Aplicando cierto reduccionismo, un político no es sino un organizador social. Se transforma en estadista cuando es capaz de acompañar y orientar estrategias de base popular de largo aliento. Es decir, cuando presentan ciertas ideas sobre la realidad y el futuro. Por eso Perón, Castro, De Gaulle, entre muchos otros, son estadistas. Miraron más allá del corto plazo. Son constitutivos de la sociedad humana.

Quizás la ocasión sea propicia para retomar algunas ideas de la denominada tercera posición. Un camino que pueda albergar la productividad económica del capitalismo y la equidad distributiva del socialismo. Donde la salud pública sea un «factor de producción» existencial. Es tarea muy compleja -quizás una quimera- pero vale la pena plantearla. Argentina está un paso más adelante porque el peronismo estableció la concepción de lo popular y ofrece experiencias históricas en ese sentido.

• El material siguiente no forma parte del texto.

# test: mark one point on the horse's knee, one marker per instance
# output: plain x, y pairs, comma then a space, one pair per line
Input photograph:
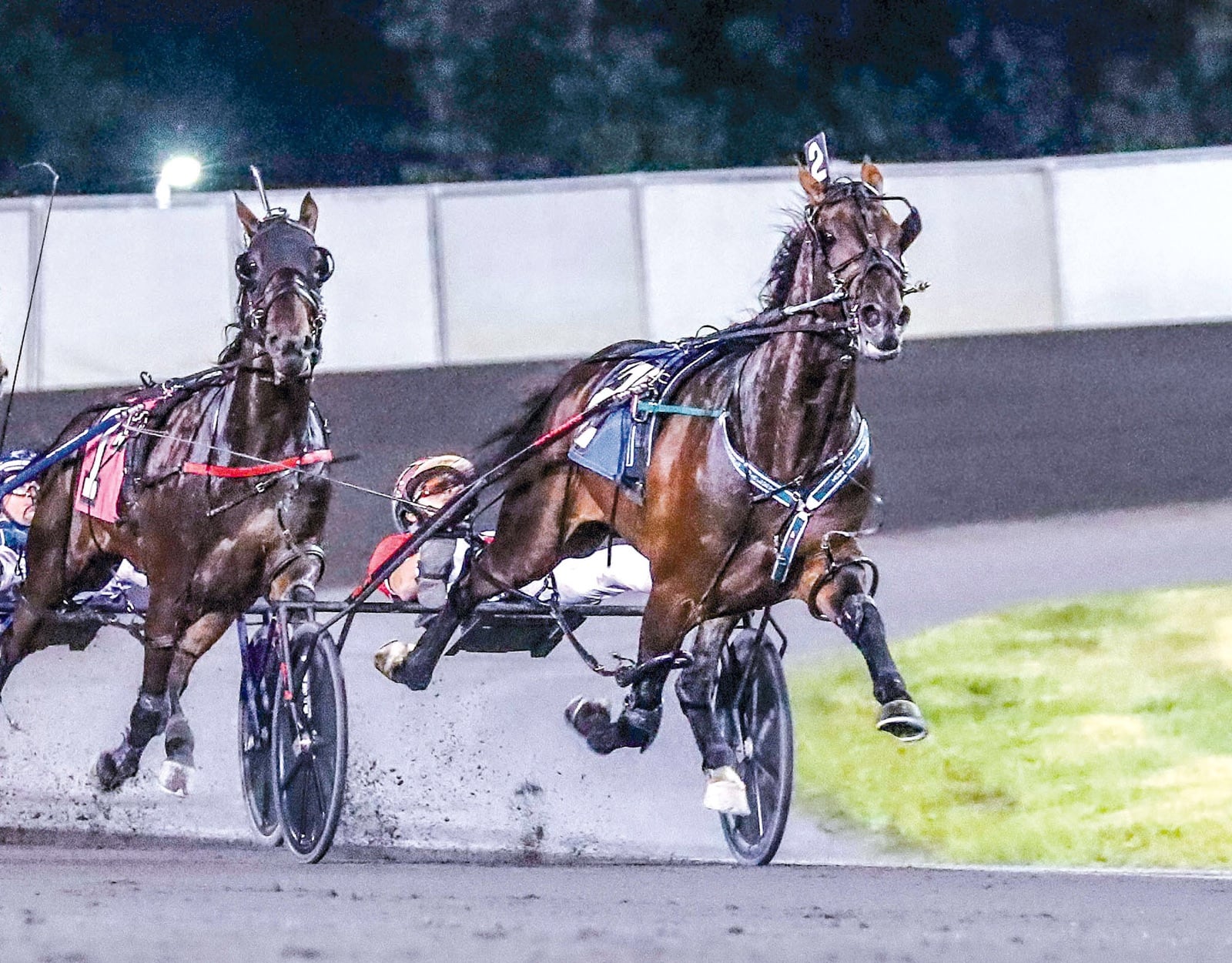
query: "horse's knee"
179, 739
859, 615
147, 720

Al Estado como organizador social a través de la política y del gobierno público se le presentan dos cuestiones: la economía de la salud y la salud de la economía. Ambos son productos históricos y dependen de las medidas políticas que se hayan adoptado en el pasado. Y en el presente. Y pueden ser contradictorios.

Prepagas, hospitales y acumulación financiera

Desfinanciar la salud pública restringiendo inversiones y gastos sirve -en el ideario neoliberal- para reducir el gasto publico y el déficit fiscal, lo cual reduce la inflación, alienta la inversión privada en salud y permite segmentar la salud pública. Una suerte de meritocracia como premio a la acumulación.

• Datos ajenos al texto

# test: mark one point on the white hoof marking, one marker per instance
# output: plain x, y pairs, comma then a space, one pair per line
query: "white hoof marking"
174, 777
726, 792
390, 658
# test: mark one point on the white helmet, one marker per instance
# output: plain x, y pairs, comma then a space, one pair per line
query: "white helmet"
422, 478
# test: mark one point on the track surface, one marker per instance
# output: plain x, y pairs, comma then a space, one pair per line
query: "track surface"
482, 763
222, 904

Por eso se justifica que unos pocos tengan prepagas de alto costo y servicios amplios y abarcativos mientras las grandes masas irredentas tienen que recurrir a hospitales públicos, desmantelados, empobrecidos y atendidos a pulmón por su personal.

En condiciones «normales» ese funcionamiento del sistema económico se ve como propio del mercado, es deseable y aceptado socialmente. Un Estado sin déficit (el famoso déficit cero) se presenta como sano en términos de la salud de su economía. Detrás del velo de esa salud financiera está el bienestar de los poderosos y la crisis del hospital público.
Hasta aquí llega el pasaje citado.